Title:Vasotrophic Regulation of Age-Dependent Hypoxic Cerebrovascular Remodeling
Volume: 11
Issue: 5
Author(s): Jinjutha Silpanisong and William J. Pearce
Affiliation:
Keywords:
Cerebrovascular circulation, chronic hypoxia, fetal maturation, growth factors, receptor tyrosine kinases, smooth
muscle phenotype.
Abstract: Hypoxia can induce functional and structural vascular remodeling by changing the expression of trophic factors
to promote homeostasis. While most experimental approaches have been focused on functional remodeling, structural remodeling
can reflect changes in the abundance and organization of vascular proteins that determine functional remodeling.
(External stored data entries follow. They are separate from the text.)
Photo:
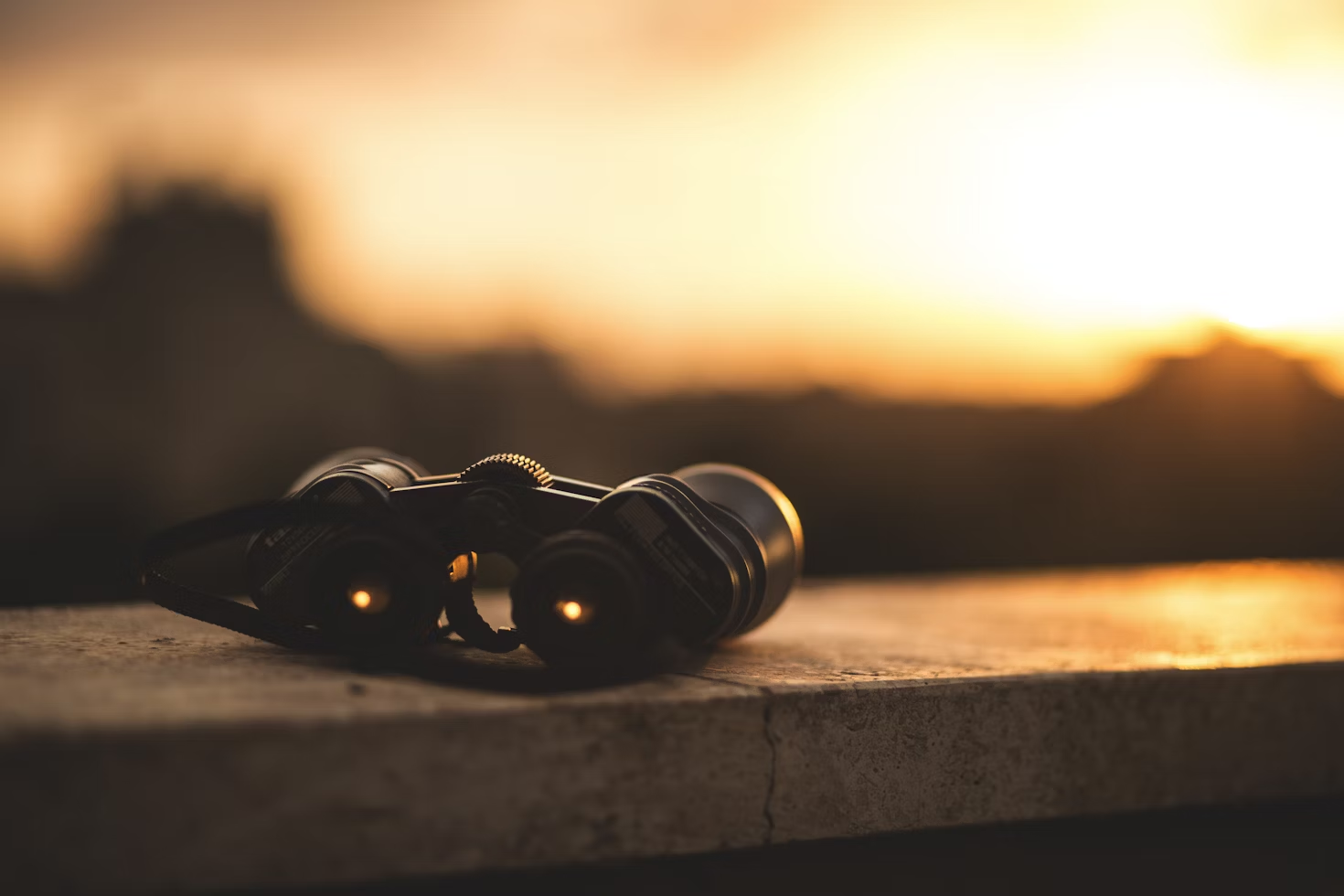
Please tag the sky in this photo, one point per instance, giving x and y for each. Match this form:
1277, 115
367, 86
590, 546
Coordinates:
976, 200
Better understanding of age-dependent hypoxic macrovascular remodeling processes of the cerebral vasculature and
its clinical implications require knowledge of the vasotrophic factors that influence arterial structure and function. Hypoxia
can affect the expression of transcription factors, classical receptor tyrosine kinase factors, non-classical G-protein
coupled factors, catecholamines, and purines. Hypoxia’s remodeling effects can be mediated by Hypoxia Inducible Factor
(HIF) upregulation in most vascular beds, but alterations in the expression of growth factors can also be independent of
HIF. PPARγ is another transcription factor involved in hypoxic remodeling. Expression of classical receptor tyrosine
kinase ligands, including vascular endothelial growth factor, platelet derived growth factor, fibroblast growth factor and
angiopoietins, can be altered by hypoxia which can act simultaneously to affect remodeling. Tyrosine kinase-independent
factors, such as transforming growth factor, nitric oxide, endothelin, angiotensin II, catecholamines, and purines also participate
in the remodeling process. This adaptation to hypoxic stress can fundamentally change with age, resulting in different
responses between fetuses and adults. Overall, these mechanisms integrate to assure that blood flow and metabolic
demand are closely matched in all vascular beds and emphasize the view that the vascular wall is a highly dynamic and
heterogeneous tissue with multiple cell types undergoing regular phenotypic transformation.